An Instagram spokesperson however told the New York Times this week that the current cycle began less than a fortnight ago with a post from a Brazilian journalist.

Even if it started or borrowed from something more substantial, the campaign, as it swept across social media, seemed to be the most banal of performative western pseudo-feminism. But the tide appears to be somewhat turning, at least in small, positive waves.

Initially, the #ChallengeAccepted posts on my feed were all by white women – white friends, white peers, white celebrities and white influencers – and cis heterosexual white women at that. And while I expected it to remain as such, this is far from the case. As the number of posts approaches eight million, thousands of Indigenous Australian women, Black women, WOC, trans women, non-binary women and other LGBTQI+ women around the world are taking part.

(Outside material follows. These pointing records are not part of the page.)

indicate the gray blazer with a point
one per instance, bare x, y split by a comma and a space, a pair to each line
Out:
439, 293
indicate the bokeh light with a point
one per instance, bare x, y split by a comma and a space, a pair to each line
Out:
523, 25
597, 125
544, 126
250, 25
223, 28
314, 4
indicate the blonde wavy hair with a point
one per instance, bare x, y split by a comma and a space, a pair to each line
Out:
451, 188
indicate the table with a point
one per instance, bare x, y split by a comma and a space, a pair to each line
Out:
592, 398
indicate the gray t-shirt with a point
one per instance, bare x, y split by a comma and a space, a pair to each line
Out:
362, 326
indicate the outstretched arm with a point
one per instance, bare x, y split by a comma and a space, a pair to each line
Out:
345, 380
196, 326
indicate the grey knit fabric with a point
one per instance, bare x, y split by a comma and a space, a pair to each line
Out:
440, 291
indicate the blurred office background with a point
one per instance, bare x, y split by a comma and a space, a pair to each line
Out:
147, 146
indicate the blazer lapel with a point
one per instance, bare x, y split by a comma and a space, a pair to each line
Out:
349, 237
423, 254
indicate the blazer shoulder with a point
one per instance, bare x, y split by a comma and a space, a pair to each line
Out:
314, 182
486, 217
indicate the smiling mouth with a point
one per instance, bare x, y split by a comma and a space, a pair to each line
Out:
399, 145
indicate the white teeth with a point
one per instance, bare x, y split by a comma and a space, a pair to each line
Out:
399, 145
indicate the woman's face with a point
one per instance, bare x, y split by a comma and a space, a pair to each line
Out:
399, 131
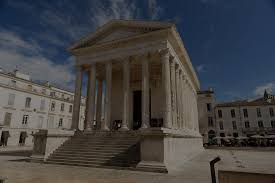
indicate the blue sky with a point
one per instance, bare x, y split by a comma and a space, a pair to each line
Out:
231, 43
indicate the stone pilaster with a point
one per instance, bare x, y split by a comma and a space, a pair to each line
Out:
98, 103
167, 117
107, 99
178, 100
126, 93
145, 93
77, 98
91, 101
173, 92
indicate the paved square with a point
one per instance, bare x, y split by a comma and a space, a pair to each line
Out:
196, 170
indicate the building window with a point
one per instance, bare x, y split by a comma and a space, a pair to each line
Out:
51, 121
25, 119
233, 115
210, 121
13, 83
271, 112
209, 107
234, 124
246, 124
62, 107
259, 114
221, 125
260, 124
220, 113
11, 99
52, 106
42, 105
28, 102
71, 109
40, 121
43, 91
52, 94
7, 119
29, 87
60, 123
245, 113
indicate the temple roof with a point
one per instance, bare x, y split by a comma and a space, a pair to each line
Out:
130, 27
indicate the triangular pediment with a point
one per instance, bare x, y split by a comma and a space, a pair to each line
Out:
119, 29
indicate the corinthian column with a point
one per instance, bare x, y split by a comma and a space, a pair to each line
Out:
107, 99
164, 56
173, 92
77, 98
91, 97
177, 101
126, 93
98, 103
145, 93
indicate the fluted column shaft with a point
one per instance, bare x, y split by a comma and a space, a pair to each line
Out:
77, 98
180, 100
126, 93
177, 102
107, 99
167, 118
91, 98
98, 103
173, 92
145, 93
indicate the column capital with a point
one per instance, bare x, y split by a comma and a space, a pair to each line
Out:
164, 52
78, 68
177, 66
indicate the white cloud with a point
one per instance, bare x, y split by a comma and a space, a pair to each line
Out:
118, 9
15, 51
259, 90
62, 24
201, 68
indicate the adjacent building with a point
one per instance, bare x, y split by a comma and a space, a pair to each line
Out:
26, 107
237, 118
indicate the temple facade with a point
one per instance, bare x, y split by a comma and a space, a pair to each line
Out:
140, 84
139, 75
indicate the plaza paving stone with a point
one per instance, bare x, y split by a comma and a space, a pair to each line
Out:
195, 170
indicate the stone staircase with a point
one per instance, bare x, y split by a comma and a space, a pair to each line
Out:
99, 149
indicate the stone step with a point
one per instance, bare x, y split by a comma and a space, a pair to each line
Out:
103, 140
97, 150
89, 161
68, 150
97, 143
87, 148
109, 155
113, 166
96, 158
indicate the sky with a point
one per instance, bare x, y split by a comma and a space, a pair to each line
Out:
231, 43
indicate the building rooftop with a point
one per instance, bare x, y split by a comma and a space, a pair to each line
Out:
267, 99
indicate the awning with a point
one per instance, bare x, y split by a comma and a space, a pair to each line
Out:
241, 138
258, 137
24, 134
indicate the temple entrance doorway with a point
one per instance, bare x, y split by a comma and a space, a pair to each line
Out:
137, 110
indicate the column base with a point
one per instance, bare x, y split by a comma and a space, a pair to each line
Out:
123, 128
165, 150
152, 166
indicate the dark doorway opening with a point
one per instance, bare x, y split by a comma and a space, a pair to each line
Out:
22, 138
136, 110
4, 138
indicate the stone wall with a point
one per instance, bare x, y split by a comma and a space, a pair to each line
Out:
240, 177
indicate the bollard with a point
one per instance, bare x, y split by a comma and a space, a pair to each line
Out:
3, 179
212, 168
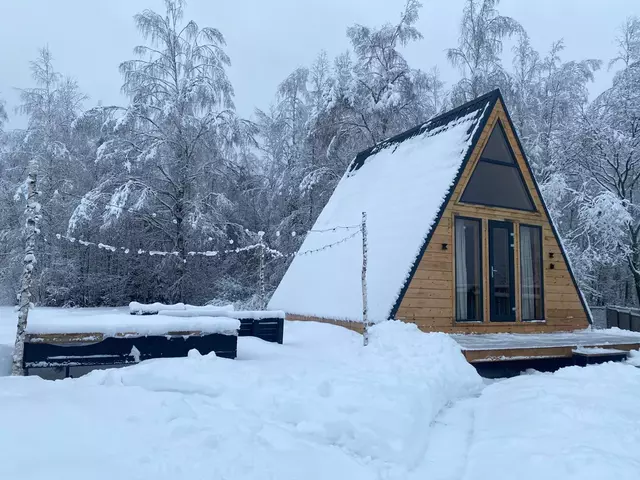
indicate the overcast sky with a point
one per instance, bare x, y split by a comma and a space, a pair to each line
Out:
267, 39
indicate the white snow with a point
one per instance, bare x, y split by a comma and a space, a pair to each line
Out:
110, 322
578, 423
579, 338
214, 311
136, 308
320, 406
401, 188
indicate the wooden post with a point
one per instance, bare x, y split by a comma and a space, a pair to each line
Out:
365, 318
261, 273
32, 211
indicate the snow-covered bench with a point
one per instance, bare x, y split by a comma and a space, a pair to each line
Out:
265, 324
110, 341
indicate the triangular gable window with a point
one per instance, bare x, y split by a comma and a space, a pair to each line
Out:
497, 180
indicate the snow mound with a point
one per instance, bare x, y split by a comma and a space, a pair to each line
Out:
578, 423
114, 324
320, 406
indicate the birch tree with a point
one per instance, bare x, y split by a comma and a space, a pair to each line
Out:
32, 214
175, 142
477, 56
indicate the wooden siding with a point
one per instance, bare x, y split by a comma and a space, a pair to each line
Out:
430, 297
499, 355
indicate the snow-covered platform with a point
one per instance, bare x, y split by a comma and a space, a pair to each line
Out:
499, 347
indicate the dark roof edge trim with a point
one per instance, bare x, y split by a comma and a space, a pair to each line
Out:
361, 156
492, 98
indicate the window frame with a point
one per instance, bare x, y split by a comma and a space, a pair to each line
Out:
542, 302
480, 222
513, 165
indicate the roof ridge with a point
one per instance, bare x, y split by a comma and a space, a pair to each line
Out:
361, 156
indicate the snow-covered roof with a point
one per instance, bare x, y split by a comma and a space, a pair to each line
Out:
402, 184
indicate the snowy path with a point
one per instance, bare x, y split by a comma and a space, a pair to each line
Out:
578, 423
318, 407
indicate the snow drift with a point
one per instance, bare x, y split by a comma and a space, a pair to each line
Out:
320, 406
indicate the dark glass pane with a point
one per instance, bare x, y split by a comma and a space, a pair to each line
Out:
468, 269
501, 273
497, 147
498, 186
531, 272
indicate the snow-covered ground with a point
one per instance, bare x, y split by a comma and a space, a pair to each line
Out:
321, 406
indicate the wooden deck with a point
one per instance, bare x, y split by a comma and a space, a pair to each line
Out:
502, 347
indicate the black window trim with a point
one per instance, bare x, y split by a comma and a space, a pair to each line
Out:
539, 228
455, 260
505, 164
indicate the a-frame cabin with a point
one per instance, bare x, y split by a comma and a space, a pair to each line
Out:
460, 239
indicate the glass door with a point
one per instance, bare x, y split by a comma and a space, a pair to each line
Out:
501, 272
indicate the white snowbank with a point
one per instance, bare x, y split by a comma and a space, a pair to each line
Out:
320, 406
140, 308
213, 311
113, 324
401, 188
578, 423
136, 308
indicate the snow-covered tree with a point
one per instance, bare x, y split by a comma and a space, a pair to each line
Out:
482, 32
175, 142
609, 153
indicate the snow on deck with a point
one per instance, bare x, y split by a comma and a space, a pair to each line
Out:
578, 338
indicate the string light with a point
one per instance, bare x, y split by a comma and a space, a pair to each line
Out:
210, 253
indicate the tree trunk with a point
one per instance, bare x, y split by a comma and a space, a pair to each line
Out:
634, 261
32, 212
180, 246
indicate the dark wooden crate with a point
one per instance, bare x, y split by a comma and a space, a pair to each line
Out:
118, 350
268, 329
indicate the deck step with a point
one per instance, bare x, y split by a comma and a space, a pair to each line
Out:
584, 356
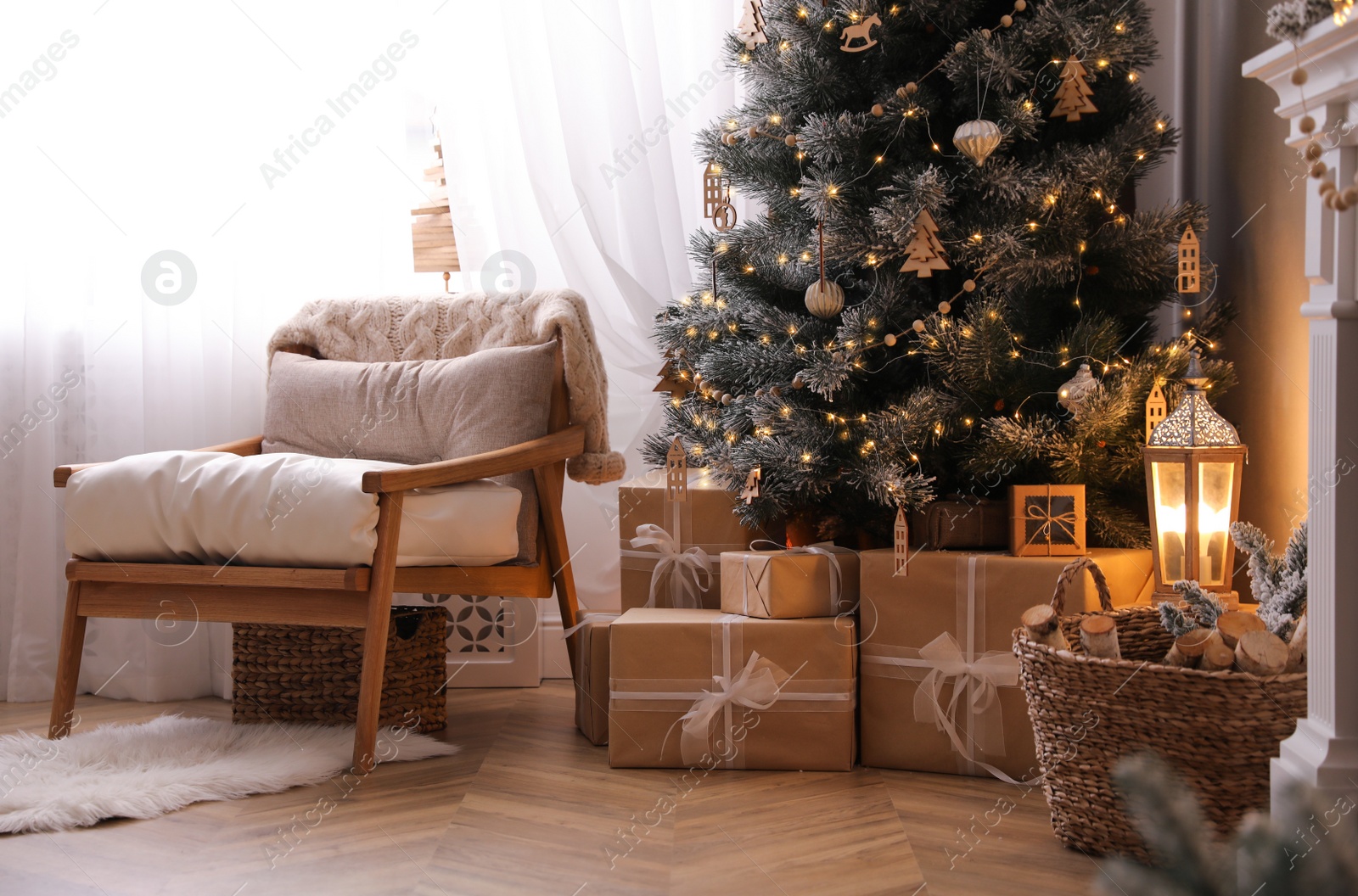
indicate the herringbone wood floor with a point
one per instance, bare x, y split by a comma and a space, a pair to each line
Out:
530, 807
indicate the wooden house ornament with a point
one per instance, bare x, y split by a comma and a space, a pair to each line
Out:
676, 473
431, 232
1188, 268
902, 542
672, 380
713, 190
751, 489
1156, 409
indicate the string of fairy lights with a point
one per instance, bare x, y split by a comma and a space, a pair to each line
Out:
903, 106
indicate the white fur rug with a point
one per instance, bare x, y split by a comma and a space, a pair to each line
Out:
142, 771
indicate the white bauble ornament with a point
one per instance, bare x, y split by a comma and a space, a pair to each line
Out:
825, 299
977, 140
1077, 389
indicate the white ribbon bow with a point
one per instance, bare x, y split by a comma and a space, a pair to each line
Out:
683, 567
835, 574
754, 687
979, 679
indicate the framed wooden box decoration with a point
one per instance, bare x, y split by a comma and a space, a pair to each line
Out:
1047, 520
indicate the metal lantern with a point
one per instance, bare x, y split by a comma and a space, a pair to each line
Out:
1194, 462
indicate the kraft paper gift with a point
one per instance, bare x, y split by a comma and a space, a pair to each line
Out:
701, 689
591, 637
819, 580
940, 683
665, 572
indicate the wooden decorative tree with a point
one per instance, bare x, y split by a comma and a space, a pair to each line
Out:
1075, 92
431, 231
925, 251
751, 25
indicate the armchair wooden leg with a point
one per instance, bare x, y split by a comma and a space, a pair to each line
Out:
68, 665
550, 482
375, 635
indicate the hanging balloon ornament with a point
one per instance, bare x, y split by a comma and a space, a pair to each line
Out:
825, 298
977, 140
1077, 390
859, 37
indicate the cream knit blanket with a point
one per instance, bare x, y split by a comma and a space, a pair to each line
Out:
420, 329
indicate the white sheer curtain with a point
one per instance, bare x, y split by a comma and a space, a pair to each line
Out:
149, 132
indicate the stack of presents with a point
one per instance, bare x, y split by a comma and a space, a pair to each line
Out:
733, 652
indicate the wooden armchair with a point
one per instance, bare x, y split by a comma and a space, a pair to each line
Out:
359, 596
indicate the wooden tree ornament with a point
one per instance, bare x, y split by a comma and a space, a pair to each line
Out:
751, 26
672, 380
431, 232
925, 251
1075, 92
1188, 262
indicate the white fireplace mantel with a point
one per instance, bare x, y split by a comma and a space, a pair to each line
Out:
1323, 753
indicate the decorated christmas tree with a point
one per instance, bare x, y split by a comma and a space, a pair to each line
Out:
950, 185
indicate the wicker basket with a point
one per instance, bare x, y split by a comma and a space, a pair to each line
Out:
306, 674
1219, 730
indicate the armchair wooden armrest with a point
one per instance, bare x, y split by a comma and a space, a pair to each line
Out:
527, 455
244, 447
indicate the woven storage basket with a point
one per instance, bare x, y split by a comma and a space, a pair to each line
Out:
310, 674
1217, 730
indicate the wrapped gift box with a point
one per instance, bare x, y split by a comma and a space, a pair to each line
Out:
705, 522
758, 692
1047, 520
592, 676
821, 580
948, 624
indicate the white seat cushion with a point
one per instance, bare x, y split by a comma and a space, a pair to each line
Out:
282, 509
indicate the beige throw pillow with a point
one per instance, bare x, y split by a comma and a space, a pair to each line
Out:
416, 412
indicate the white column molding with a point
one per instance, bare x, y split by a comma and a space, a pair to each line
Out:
1324, 750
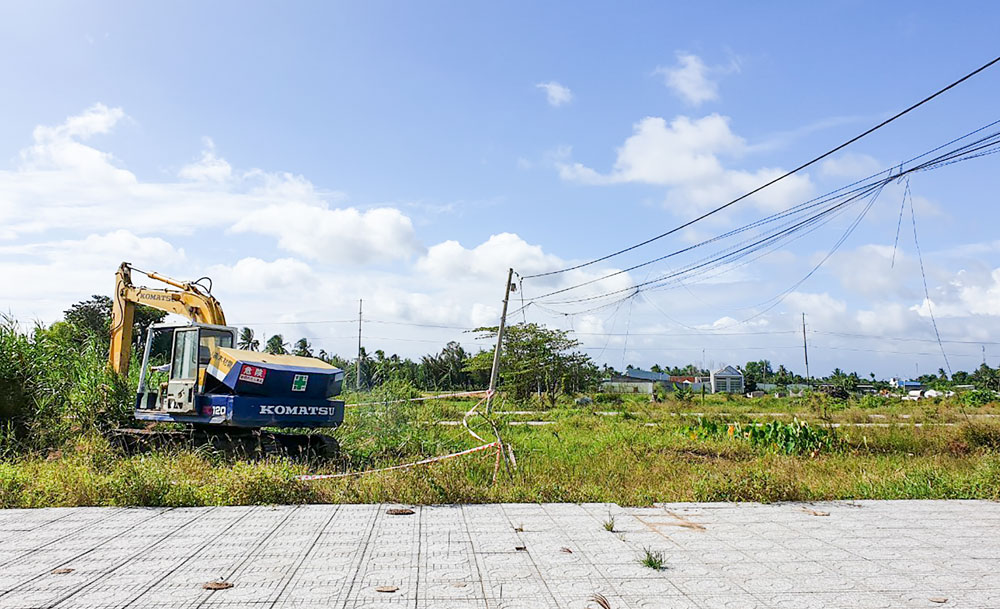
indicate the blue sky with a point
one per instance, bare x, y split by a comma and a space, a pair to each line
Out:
310, 155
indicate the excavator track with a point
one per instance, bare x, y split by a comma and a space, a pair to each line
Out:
239, 444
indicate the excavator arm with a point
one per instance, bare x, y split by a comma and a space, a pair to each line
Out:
189, 299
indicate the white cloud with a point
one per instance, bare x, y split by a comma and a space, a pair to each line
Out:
850, 165
209, 168
555, 93
821, 308
336, 235
689, 78
685, 154
252, 275
967, 294
882, 278
489, 260
682, 151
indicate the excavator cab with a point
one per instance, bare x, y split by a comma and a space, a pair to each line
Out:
171, 380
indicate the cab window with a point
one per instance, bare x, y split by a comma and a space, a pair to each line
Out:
185, 361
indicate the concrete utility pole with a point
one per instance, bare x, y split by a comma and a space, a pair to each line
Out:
358, 383
496, 352
805, 348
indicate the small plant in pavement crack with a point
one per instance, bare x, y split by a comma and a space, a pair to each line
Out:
653, 560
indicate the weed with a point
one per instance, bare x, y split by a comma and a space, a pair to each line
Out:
978, 397
609, 524
653, 559
759, 485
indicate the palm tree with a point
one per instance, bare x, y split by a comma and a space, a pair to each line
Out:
302, 348
276, 345
247, 341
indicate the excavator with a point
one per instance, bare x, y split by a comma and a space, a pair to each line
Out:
224, 396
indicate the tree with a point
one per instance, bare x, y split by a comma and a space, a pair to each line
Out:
276, 345
756, 372
985, 378
302, 348
247, 342
92, 318
446, 370
536, 359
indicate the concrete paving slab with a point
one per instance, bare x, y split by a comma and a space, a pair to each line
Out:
907, 554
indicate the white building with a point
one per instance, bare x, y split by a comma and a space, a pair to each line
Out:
727, 380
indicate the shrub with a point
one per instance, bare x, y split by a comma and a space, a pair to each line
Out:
978, 397
872, 400
981, 435
760, 486
794, 438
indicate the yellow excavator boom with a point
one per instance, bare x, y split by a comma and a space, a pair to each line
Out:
189, 300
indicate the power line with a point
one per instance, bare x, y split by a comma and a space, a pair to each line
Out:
782, 232
777, 179
923, 275
899, 338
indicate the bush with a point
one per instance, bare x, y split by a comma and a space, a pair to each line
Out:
981, 435
608, 398
794, 438
755, 485
872, 400
55, 387
978, 397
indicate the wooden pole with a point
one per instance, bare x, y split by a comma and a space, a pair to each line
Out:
358, 380
805, 349
496, 352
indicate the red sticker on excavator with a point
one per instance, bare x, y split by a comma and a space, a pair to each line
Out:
253, 374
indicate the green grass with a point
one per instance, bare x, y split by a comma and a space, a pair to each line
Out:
57, 404
652, 559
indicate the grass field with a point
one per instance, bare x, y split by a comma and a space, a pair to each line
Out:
633, 453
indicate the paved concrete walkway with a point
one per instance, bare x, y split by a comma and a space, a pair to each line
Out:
849, 555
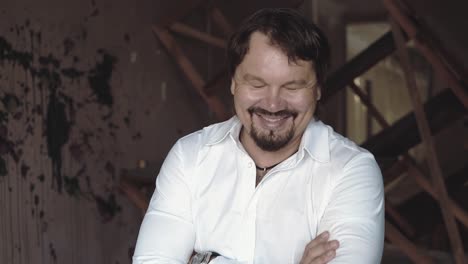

And thankfully, many women have begun using the trend to steer the discussion around to Black Lives Matter, trans women’s rights and other issues affecting women. Black and white photos of American women who were killed by police such as Breonna Taylor and Michelle Cusseaux are appearing in place of or alongside selfies, the hashtag #WomenSupportingTransWomen is catching on and many women worldwide are now raising awareness about murdered Turkish women too.